Umgestaltung des Eppendorfer Marktplatzes

Der Eppendorfer Marktplatz soll umgestaltet werden – Bus- und Radverkehr stehen dabei im Fokus. Für die geplante Umgestaltung führt der Landesbetrieb Straßen, Brücken und Gewässer (LSBG) ein Beteiligungsverfahren durch, das dem formalen Abstimmungsprozess vorgelagert ist.

Umgestaltung des Eppendorfer Marktplatzes

Die Ausgangslage:

Der Eppendorfer Marktplatz ist ein wichtiger Verkehrsknotenpunkt und zentraler Ort im Bezirk Hamburg Nord. Unter anderem halten täglich etwa 1.100 Busse an der Bushaltestelle. Auf den Straßen staut sich häufig der Verkehr, die Fußwege sind sehr schmal und auch der Radverkehr hat kaum Platz. Wegebeziehungen sind teils unübersichtlich oder gar nicht vorhanden.

Das Verfahren:  Arbeiten Sie mit

Mit der geplanten Umgestaltung werden insbesondere für den Bus- und für den Radverkehr Verbesserungen angestrebt, aber auch alle anderen verkehrlichen sowie weiteren Nutzungen sollen angemessene Berücksichtigung finden.
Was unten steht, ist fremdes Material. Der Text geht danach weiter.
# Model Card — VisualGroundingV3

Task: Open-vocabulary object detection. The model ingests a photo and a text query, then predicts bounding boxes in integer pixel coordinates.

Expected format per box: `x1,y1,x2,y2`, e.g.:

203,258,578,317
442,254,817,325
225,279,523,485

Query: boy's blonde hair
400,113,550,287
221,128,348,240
Vor Beginn der öffentlichen Veranstaltungen wurden vor Ort Gespräche geführt, um lokale Interessen, Bedarfe und Anregungen zur Umgestaltung der verkehrlichen Situation rund um den Eppendorfer Marktplatz frühzeitig kennenzulernen und nach Möglichkeit im weiteren Verfahren berücksichtigen zu können. Die dafür vorgesehene Passantenbefragung fand vom 07. bis 12. Juni 2017 statt.

Die öffentliche Auftaktveranstaltung fand am 14. Juli 2017 statt, bei der über die verkehrlichen Situation rund um den Eppendorfer Marktplatz informiert und die Ergebnisse der Passantenbefragung vorgestellt wurden. Zudem bot die Veranstaltung eine erste Gelegenheit zur Diskussion und zum Austausch von Anliegen und Ideen.

Im weiteren Verfaren wird es zwei Planungswerkstätten (Anmeldung erforderlich unter mail@tollerort-hamburg.de) geben:

Planungswerkstatt I: Visionen finden – Lösungswege erörtern
Termin: 15. September 2017, um 17 Uhr, im Großen Saal der Bezirksversammlung Nord (Robert-Koch-Straße 17, 20240 Hamburg)
Ziel: Diskussion über die Anforderungen und gemeinsame Arbeit an Lösungsalternativen

Planungs-Werkstatt II: Varianten diskutieren – Verständigung erzielen
Termin: 24. November 2017
Ziel: Diskussion und Bewertung von Planungsvarianten

Auf Basis der Ergebnisse der Werkstatt entwickeln die Verkehrsplanerinnen und -planer eine Lösungsvariante. Die Abschlussveranstaltung ist für Anfang 2018 geplant.

Alle Informationen zu den Terminen, Veranstaltungsorten und zur Anmeldung werden rechtzeitig an dieser Stelle bekannt gegeben. Auch finden Sie hier im Verlauf des Verfahrens weitere Informationen und Material zum Nachlesen bzw. Herunterladen.